The company last year bought Bus-Tech, a mainframe virtual tape library vendor. EMC has a range of Disk Library for mainframe (DLm) products, including the DLM1000 entry-level system using Data Domain as its disk storage backend; the DLm2000 and DLm6000 enterprise products; and now the DLm8000 using VMAX, EMC's high-end storage array, as the backend storage and SRDF (Symmetrix Remote Data Facility) for synchronous replication. Synchronous replication gets new data to a second recovery system in the fastest way and shortens recovery times for failed systems.

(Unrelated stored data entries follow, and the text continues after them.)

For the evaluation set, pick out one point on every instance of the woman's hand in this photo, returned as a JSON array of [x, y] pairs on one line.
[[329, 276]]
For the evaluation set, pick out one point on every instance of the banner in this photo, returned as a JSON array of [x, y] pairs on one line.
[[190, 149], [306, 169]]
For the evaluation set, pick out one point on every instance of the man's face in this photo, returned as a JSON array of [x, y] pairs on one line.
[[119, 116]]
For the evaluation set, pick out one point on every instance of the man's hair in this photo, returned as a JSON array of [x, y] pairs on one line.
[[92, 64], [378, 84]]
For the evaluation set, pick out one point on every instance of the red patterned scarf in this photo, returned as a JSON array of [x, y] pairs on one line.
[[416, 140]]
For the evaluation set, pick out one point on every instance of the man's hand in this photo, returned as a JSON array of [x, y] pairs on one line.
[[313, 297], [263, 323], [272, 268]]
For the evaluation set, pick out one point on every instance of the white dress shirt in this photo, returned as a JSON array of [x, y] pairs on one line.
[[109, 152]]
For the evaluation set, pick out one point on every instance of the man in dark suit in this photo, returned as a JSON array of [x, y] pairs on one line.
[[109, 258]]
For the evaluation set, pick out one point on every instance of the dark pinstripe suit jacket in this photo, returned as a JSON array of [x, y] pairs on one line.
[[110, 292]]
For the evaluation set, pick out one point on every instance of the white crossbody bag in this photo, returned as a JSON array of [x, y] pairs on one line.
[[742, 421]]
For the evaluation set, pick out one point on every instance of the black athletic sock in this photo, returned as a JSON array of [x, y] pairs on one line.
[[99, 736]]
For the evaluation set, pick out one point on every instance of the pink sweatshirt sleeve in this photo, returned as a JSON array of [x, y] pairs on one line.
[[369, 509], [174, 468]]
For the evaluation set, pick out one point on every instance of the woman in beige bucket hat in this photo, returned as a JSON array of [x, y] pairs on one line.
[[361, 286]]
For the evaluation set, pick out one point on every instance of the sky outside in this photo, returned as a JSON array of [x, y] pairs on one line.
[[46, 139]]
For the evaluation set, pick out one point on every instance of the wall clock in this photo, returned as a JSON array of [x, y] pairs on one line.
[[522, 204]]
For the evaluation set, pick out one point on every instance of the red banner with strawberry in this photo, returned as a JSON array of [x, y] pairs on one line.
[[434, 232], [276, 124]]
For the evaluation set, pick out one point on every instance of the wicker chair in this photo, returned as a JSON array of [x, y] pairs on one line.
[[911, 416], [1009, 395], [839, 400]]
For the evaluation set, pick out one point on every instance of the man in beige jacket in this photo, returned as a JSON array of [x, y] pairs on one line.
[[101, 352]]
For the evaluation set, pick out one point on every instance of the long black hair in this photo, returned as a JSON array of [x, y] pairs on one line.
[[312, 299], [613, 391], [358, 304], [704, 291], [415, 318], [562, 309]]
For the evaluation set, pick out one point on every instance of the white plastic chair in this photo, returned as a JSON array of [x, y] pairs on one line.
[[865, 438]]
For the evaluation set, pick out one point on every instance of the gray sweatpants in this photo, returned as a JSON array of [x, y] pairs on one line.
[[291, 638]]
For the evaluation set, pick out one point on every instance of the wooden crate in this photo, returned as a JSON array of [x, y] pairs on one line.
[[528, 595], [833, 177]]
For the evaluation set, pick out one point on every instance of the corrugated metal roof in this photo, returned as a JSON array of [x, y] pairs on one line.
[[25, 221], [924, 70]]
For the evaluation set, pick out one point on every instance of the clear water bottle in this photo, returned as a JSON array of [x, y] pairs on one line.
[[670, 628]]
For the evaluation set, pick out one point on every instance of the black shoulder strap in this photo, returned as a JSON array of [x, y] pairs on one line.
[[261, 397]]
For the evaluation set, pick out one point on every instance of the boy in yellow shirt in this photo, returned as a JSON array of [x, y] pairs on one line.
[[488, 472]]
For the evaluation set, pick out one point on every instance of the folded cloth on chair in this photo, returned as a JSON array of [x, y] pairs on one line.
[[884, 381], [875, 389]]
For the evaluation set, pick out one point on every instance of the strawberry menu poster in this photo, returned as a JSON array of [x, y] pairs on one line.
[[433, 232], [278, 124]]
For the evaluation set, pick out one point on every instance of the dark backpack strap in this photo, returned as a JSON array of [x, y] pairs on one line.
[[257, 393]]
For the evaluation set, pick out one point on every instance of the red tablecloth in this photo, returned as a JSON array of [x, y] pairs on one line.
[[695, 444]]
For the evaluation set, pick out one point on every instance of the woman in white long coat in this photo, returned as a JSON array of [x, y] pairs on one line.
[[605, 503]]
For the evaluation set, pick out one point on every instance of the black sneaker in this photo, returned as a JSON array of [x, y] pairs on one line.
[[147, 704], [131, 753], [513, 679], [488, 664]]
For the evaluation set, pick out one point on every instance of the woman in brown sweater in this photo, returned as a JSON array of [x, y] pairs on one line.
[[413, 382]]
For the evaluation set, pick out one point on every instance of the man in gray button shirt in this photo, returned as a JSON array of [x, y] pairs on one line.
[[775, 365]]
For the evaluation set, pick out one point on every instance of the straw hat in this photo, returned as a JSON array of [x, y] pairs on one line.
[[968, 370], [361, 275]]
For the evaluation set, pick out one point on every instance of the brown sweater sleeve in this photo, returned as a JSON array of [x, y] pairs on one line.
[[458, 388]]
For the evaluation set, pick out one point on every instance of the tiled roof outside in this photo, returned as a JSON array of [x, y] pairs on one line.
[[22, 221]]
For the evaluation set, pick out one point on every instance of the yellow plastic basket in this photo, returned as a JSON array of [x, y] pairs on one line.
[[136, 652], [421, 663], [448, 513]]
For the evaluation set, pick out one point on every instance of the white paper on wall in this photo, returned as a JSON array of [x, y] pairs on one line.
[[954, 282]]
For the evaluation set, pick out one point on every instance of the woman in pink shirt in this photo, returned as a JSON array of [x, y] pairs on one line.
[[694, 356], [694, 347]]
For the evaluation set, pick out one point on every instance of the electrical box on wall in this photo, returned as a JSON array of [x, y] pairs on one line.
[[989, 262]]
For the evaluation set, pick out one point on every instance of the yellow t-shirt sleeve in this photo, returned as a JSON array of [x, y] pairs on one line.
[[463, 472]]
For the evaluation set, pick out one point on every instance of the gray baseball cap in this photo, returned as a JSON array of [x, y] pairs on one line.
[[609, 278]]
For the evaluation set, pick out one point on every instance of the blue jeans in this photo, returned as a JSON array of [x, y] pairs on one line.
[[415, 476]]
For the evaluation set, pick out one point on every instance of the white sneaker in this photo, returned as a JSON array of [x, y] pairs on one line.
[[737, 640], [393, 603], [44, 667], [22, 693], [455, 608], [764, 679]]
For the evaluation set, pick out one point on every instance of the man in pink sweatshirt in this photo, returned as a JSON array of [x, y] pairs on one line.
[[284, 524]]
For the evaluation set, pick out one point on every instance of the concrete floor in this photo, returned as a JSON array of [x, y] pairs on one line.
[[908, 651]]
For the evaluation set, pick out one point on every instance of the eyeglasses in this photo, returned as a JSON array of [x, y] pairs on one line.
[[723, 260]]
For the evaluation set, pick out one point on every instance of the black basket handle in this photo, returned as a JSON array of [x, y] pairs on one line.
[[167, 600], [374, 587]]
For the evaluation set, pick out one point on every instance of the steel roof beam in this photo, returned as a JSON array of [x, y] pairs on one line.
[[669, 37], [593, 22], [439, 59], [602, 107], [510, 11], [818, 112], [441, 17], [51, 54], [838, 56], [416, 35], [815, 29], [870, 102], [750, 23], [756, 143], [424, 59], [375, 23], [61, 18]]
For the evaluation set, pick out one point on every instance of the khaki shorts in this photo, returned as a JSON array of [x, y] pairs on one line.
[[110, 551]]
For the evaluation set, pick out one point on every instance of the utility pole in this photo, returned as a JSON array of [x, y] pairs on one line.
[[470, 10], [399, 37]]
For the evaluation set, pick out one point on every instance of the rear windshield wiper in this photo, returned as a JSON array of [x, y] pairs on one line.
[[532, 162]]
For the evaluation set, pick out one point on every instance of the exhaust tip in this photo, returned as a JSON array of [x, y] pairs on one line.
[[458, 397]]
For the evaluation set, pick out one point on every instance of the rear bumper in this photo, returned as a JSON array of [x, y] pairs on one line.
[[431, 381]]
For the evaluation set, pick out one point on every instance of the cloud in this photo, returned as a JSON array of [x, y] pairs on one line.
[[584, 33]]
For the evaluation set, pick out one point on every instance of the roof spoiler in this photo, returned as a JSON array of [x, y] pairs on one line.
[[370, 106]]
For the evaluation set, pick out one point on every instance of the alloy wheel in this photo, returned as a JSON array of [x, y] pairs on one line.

EMC says that z/OS mainframe customers can have tighter recovery point objectives (RPO) and recovery time objectives (RTO) by using the DLm8000. The thinking is that banking, brokerage and insurance companies with transaction-based applications, where time and data accuracy are both critical, will need sync replication to prevent any main site disaster from causing data loss.
The DLm8000 can have up to 1.7PB of VMAX capacity and delivers up to 2.7GB/sec throughput. There can be 16 FICON attachments and 2.048 emulated tape drives. It comes with a EMC z/OS Storage Manager (EzSM), which provides a mainframe view of storage with VMAX monitoring and DLm management to discover and monitor DLm devices, import and export tapes and all the other stuff admins need to do. The screenshot shows just how little mainframe admin screens have changed over the years.

DLM EzSM screenshot.
Part of EMC's pitch is that this single product covers tape use for Hierarchical Storage Management, work tapes, backup tapes and archive tapes. Bluntly, it enables "the complete removal of physical tape from the mainframe environment enabled".
This echoes the "Tape sucks" message EMC was putting out last year, although this has been modified a little, with EMC saying it will supply tape libraries to customers that must have them.
The DLm8000 will be available in the last quarter of this year. No pricing information was supplied. ®
COMMENTS
Agree, tape is still the way to go. Slow disk obviously is better in every way except cost. Tape is cheap and uses no electricity. The vast majority, 99%, of this long term archived will never be accessed again and is only retained for compliancy purposes.
Grow up
The world's financial systems run on mainframe, most of the world governments' core systems are mainframe, most utilities run on mainframe, basically any workload you want to make absolutely sure never goes down and needs to be absolutely secure runs on mainframe. You use a mainframe everyday. It is still the best computing system on the planet.
How much does the one that comes with a lifetime supply of free electricity (to keep all them disks spinning) going to set me back?